Life does present with some odd experiences.
For 2 hours a week I teach at a local further education college - trust me, you do this for the love of it and not for the finances! As any teacher will tell you, the amount of time spent preparing and then marking is almost as great as the time in the room. Well yesterday the faculty I work in had been selected for a teaching inspection....and so I found one of these designated chaps in my class.
I have to say it really must be up there as one of the biggest waste of time of one person we currently operate. There sits this person with his notebook in hand, tapping away as I'm trying to deliver the lesson. It takes no account of what went before and absolutely no account of my true knowledge of the subject.
He observed a lesson on a subject he knew nothing about and watched a demo on a subject he knew even less and watched the students practise a routine that to be honest he also wouldn't have a clue if I had taught them correctly or not.
I could have stood up and delivered a lecture that was a complete load of rubbish, taught a routine that I made up in my head as I went along and 'winged it' through out - but as long as I had done it in the preferred style of the moment with the focus on the current craze/fad of teaching methods with plenty of change in pace and student involvement that's ok.
I'm not one for convention and would rather respond to the needs of the group as we go along. That is something you can only do when you are confident in the subject knowledge and that what you are teaching is current/relevant and meets the need. If some one had come along and randomly asked me questions on my subject to see that I hopefully knew what I was talking about and perhaps went around the room and asked students about their learning experience in the classroom, even testing the knowledge that by now the teaching should have given them - surely that would be a better test of teaching skills and abilities.
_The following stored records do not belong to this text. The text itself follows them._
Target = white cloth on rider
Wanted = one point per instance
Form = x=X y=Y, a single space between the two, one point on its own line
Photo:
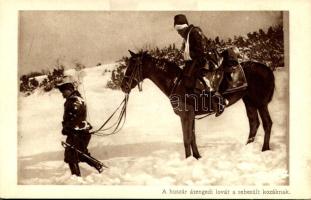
x=83 y=126
x=187 y=48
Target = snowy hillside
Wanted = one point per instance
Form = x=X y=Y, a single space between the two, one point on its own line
x=149 y=149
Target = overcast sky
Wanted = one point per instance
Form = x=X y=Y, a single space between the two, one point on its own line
x=90 y=37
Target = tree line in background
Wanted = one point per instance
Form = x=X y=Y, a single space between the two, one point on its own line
x=265 y=47
x=46 y=80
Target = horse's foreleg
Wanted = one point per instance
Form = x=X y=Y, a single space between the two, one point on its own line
x=194 y=147
x=267 y=124
x=253 y=120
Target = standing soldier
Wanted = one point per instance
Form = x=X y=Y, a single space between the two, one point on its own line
x=76 y=128
x=199 y=58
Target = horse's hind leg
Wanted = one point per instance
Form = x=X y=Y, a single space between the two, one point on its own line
x=267 y=124
x=252 y=115
x=194 y=147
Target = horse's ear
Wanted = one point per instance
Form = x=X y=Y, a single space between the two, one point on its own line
x=132 y=53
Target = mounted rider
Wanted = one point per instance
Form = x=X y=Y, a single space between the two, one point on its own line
x=75 y=126
x=199 y=58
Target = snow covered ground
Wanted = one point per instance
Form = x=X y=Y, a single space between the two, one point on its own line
x=149 y=149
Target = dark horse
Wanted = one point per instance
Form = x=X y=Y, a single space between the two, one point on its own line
x=164 y=74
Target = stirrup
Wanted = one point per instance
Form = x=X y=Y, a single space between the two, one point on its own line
x=99 y=168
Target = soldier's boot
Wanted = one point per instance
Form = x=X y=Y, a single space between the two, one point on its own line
x=74 y=168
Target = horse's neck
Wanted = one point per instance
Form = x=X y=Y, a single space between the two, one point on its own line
x=163 y=75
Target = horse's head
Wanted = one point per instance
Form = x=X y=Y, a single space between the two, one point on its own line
x=134 y=72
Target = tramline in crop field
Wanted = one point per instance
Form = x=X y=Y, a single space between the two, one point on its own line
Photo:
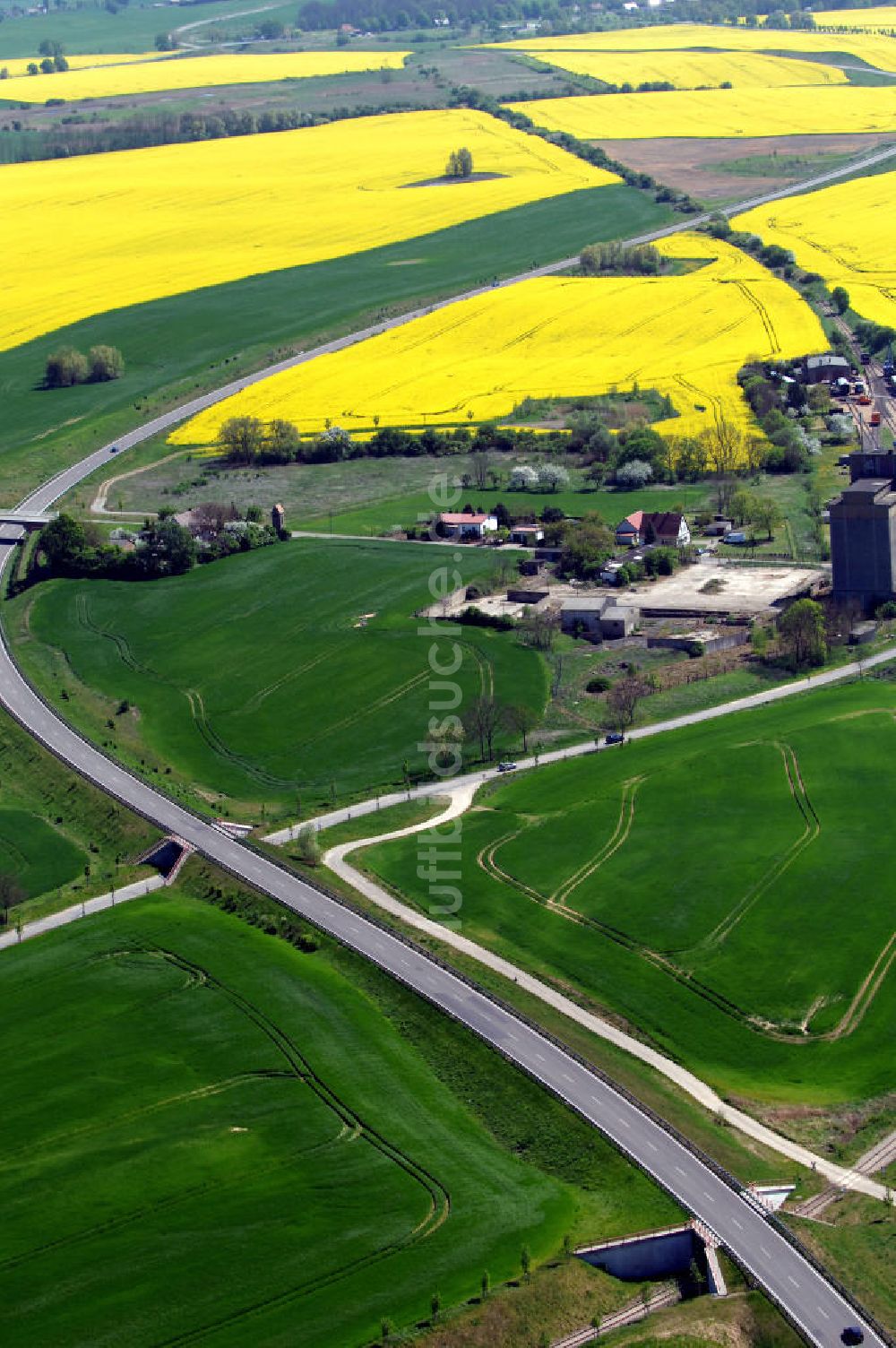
x=719 y=112
x=152 y=75
x=143 y=224
x=693 y=69
x=686 y=336
x=876 y=50
x=842 y=232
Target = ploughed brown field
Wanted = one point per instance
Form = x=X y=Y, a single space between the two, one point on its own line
x=694 y=166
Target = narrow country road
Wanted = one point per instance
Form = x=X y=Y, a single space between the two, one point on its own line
x=460 y=797
x=806 y=1293
x=809 y=1297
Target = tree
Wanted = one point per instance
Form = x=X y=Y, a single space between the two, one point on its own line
x=523 y=479
x=460 y=163
x=66 y=367
x=64 y=542
x=241 y=438
x=840 y=296
x=521 y=719
x=623 y=698
x=633 y=475
x=307 y=845
x=802 y=633
x=481 y=720
x=106 y=363
x=11 y=893
x=168 y=549
x=765 y=515
x=551 y=478
x=282 y=443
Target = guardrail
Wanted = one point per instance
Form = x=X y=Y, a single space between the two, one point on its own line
x=499 y=1002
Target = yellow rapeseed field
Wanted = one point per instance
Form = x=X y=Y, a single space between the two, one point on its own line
x=211 y=72
x=693 y=69
x=81 y=236
x=679 y=37
x=475 y=360
x=845 y=233
x=880 y=19
x=719 y=112
x=19 y=65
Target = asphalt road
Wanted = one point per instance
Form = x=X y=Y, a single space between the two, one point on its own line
x=807 y=1297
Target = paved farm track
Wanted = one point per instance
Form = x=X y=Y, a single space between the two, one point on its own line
x=807 y=1296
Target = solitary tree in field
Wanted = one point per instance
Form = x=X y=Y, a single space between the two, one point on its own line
x=802 y=633
x=481 y=720
x=241 y=438
x=623 y=698
x=841 y=298
x=460 y=163
x=66 y=367
x=523 y=720
x=106 y=363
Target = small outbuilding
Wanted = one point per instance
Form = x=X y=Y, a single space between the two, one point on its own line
x=467 y=524
x=826 y=369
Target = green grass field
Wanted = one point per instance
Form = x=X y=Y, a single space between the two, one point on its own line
x=93 y=29
x=39 y=858
x=722 y=888
x=612 y=506
x=173 y=348
x=272 y=1139
x=270 y=674
x=53 y=825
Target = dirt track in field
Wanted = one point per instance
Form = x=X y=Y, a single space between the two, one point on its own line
x=692 y=165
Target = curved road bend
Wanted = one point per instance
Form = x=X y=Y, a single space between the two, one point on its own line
x=809 y=1299
x=805 y=1293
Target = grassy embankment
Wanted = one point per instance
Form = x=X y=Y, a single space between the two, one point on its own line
x=61 y=840
x=643 y=880
x=270 y=681
x=267 y=1134
x=176 y=348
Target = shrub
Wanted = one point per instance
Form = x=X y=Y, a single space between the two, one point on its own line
x=65 y=368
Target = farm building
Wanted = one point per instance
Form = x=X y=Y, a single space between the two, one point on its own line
x=527 y=534
x=599 y=619
x=719 y=527
x=863 y=522
x=826 y=369
x=642 y=526
x=467 y=524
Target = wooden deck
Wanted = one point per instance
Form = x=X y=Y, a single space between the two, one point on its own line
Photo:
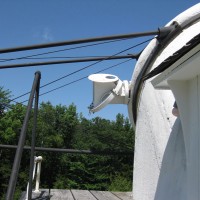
x=79 y=195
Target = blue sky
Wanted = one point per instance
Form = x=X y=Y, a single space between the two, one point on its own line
x=33 y=22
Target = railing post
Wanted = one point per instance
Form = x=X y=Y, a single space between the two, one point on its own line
x=33 y=136
x=37 y=184
x=18 y=154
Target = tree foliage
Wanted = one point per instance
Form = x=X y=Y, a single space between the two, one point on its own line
x=62 y=127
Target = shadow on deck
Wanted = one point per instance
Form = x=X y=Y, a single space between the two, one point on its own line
x=56 y=194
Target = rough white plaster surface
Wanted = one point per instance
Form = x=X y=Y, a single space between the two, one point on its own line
x=159 y=161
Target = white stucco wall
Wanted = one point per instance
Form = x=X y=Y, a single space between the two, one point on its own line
x=159 y=161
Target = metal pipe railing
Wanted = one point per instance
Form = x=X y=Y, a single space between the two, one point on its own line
x=72 y=151
x=161 y=32
x=33 y=139
x=18 y=154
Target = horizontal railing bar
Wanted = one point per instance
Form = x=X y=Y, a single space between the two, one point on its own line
x=161 y=32
x=71 y=151
x=68 y=61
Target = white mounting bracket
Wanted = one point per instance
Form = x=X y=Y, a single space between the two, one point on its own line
x=108 y=89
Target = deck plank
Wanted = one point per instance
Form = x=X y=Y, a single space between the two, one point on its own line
x=61 y=194
x=104 y=195
x=82 y=195
x=124 y=195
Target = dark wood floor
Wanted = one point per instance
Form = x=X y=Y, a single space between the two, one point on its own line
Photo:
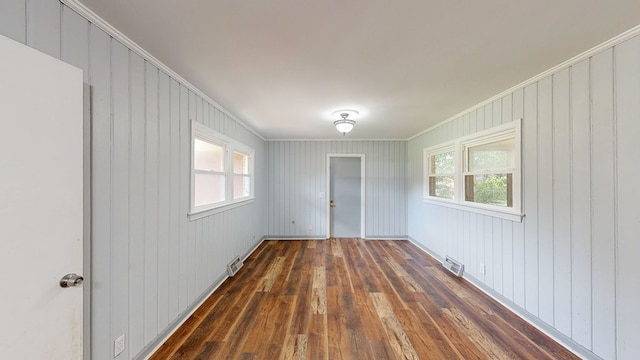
x=352 y=299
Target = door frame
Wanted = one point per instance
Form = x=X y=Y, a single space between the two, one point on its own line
x=362 y=190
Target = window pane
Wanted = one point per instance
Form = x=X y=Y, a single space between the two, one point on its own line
x=441 y=186
x=240 y=163
x=209 y=189
x=493 y=156
x=443 y=163
x=241 y=186
x=491 y=189
x=207 y=156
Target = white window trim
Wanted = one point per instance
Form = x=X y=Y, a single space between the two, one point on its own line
x=434 y=150
x=460 y=145
x=229 y=145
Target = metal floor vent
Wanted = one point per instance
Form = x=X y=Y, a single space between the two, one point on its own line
x=234 y=266
x=454 y=266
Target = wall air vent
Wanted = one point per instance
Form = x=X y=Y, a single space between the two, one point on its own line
x=234 y=266
x=453 y=265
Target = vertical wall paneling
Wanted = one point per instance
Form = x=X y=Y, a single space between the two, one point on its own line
x=137 y=135
x=603 y=192
x=530 y=196
x=13 y=20
x=43 y=31
x=496 y=253
x=136 y=204
x=507 y=258
x=100 y=78
x=75 y=51
x=581 y=204
x=191 y=226
x=545 y=198
x=627 y=67
x=185 y=160
x=570 y=264
x=120 y=188
x=297 y=175
x=518 y=257
x=174 y=205
x=561 y=193
x=151 y=204
x=164 y=196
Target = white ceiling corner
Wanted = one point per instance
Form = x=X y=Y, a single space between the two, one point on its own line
x=281 y=66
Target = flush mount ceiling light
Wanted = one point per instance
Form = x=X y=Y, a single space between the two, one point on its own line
x=344 y=125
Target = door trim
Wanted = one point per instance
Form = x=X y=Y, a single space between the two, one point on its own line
x=362 y=191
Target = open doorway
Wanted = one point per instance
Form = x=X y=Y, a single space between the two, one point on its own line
x=345 y=186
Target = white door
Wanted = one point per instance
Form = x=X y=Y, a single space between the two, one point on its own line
x=40 y=204
x=345 y=196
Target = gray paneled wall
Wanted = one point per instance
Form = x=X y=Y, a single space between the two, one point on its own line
x=149 y=263
x=571 y=265
x=298 y=174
So now one waits for the feedback....In all honesty, the only feed back that matters to me, is that from the students.....Have they enjoyed it, did they get what they needed and expected, has it expanded their thoughts and knowledge and are they confident with their new skills. These should be ongoing questions throughout a course, a constant dialogue. Not whether one has ticked the boxes for this years methods/standardisations.
Had the joy of attending a great workshop on Matrix Energetics at the weekend....really enthusiastic trainer, followed no teaching rules at all, yet we all came away with a great experience and all took from it what we needed.
One little moment struck my love of irony.....The trainer wanted a volunteer and asked people to raise their hands if they were someone who had issues about putting themselves first....The irony of it I love. Should he perhaps have picked someone who kept their hands down as they didn't want to put themselves first and ignore those whose hands shot up, as they clearly did. Tricky one and delightfully ironic.